Usage: [--help] [-m MAVEN_HOME] [-u MAVEN_USER_SETTINGS]
[-j JAVA_HOME] -M MODULES -V VERSION [-d DEPENDENCY...]
[-D FILE...] [-J JAR_OR_DIR...] [-v JVM...] -i INPUT
-b DOCKER_BASE_IMAGE [-I DOCKER_INSTRUCTIONS]
-o OUTPUT_DIR

Options:
-m, --maven_home MAVEN_HOME
The directory with a local Maven installation to use instead of the
bundled one.

-u, --maven_user_settings MAVEN_USER_SETTINGS
The file with the maven user settings to use other than
$HOME/.m2/settings.xml.

-j, --java_home JAVA_HOME
The Java home to use for the Maven execution.

-M, --module MODULES
The comma-separated list of ADAMS modules to use for the application,
e.g.: adams-weka,adams-groovy,adams-excel

-V, --version VERSION
The version of ADAMS to use, e.g., '20.1.1' or '20.2.0-SNAPSHOT'.

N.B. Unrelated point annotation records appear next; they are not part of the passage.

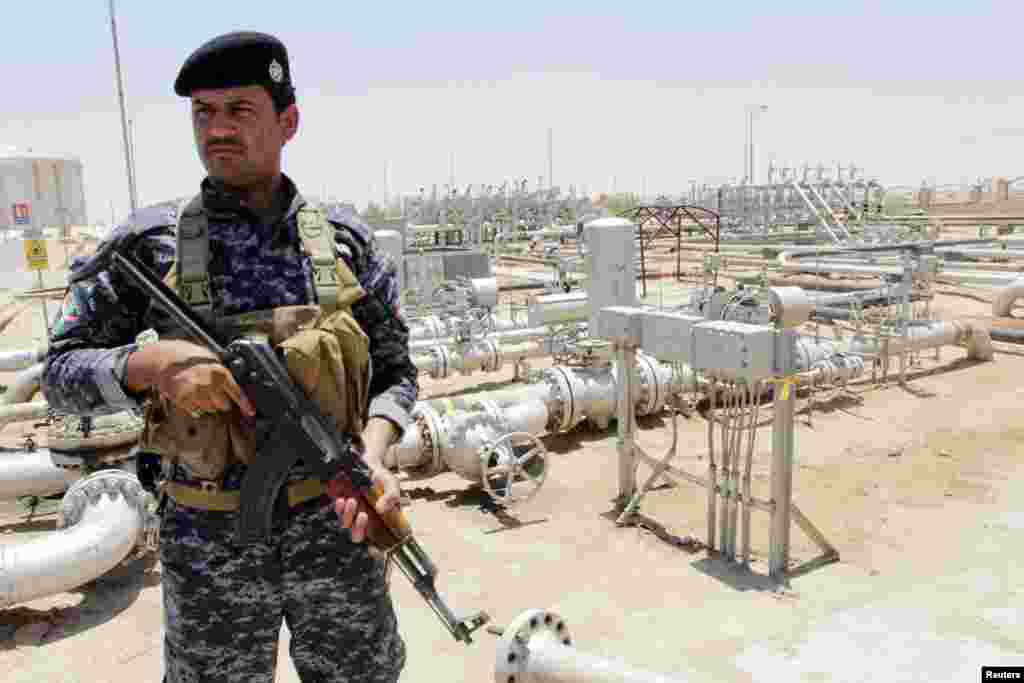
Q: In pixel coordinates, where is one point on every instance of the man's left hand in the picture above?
(377, 436)
(351, 513)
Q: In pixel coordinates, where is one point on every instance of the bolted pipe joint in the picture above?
(537, 647)
(90, 491)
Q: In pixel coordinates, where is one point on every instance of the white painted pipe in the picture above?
(536, 647)
(1003, 304)
(506, 332)
(790, 261)
(919, 338)
(24, 386)
(102, 517)
(14, 360)
(24, 473)
(24, 412)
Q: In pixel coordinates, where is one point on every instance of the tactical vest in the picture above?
(326, 350)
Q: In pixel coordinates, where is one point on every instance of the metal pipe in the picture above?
(537, 647)
(102, 517)
(1003, 304)
(24, 473)
(14, 360)
(124, 120)
(25, 385)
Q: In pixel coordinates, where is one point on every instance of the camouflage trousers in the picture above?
(223, 604)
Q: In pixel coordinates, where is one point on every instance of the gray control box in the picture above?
(668, 336)
(733, 350)
(620, 325)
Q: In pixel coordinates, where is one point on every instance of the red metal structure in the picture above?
(670, 219)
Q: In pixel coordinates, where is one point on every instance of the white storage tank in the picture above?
(49, 184)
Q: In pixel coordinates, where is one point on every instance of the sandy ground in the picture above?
(918, 486)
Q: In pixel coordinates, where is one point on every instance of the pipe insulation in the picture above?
(25, 473)
(931, 335)
(37, 410)
(537, 647)
(102, 517)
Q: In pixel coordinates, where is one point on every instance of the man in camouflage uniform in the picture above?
(224, 602)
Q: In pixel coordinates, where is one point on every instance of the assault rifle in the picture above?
(299, 430)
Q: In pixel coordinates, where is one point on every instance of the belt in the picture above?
(228, 501)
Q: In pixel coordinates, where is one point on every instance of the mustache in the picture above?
(224, 142)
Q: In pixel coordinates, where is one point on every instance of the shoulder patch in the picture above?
(345, 216)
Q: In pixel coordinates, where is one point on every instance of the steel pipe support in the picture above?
(14, 360)
(975, 337)
(537, 647)
(37, 410)
(102, 517)
(1003, 304)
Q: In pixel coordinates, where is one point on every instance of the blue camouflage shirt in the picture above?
(253, 266)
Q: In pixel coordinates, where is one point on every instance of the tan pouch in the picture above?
(330, 360)
(203, 443)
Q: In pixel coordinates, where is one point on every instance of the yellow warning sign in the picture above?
(35, 254)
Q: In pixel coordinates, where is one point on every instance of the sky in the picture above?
(639, 95)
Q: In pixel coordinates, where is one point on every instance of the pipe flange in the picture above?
(76, 460)
(650, 391)
(495, 350)
(513, 650)
(90, 489)
(494, 410)
(560, 415)
(430, 426)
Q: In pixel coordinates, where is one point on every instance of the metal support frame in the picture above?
(728, 484)
(669, 218)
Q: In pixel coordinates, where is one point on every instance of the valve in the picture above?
(517, 459)
(474, 326)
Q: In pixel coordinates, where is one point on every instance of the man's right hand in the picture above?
(189, 376)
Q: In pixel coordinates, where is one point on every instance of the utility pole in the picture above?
(551, 177)
(124, 118)
(751, 111)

-d, --dependency DEPENDENCY
The additional maven dependencies to use for bootstrapping ADAMS
(group:artifact:version), e.g.: nz.ac.waikato.cms.weka:kfGroovy:1.0.12

-D, --dependency-file FILE
The file(s) with additional maven dependencies to use for bootstrapping
ADAMS (group:artifact:version), one dependency per line.

-J, --external-jar JAR_OR_DIR
The external jar or directory with jar files to also include in the
application.

-v, --jvm JVM
The parameters to pass to the JVM to launch the workflow with.

-i, --input INPUT
The ADAMS workflow to use.

-b, --docker_base_image DOCKER_BASE_IMAGE
The docker base image to use, e.g. 'openjdk:11-jdk-slim-buster'.

-I, --docker_instructions DOCKER_INSTRUCTIONS
File with additional docker instructions to use for generating the
Dockerfile.

-o, --output_dir OUTPUT_DIR
The directory to output the bootstrapped application, workflow and
Dockerfile in.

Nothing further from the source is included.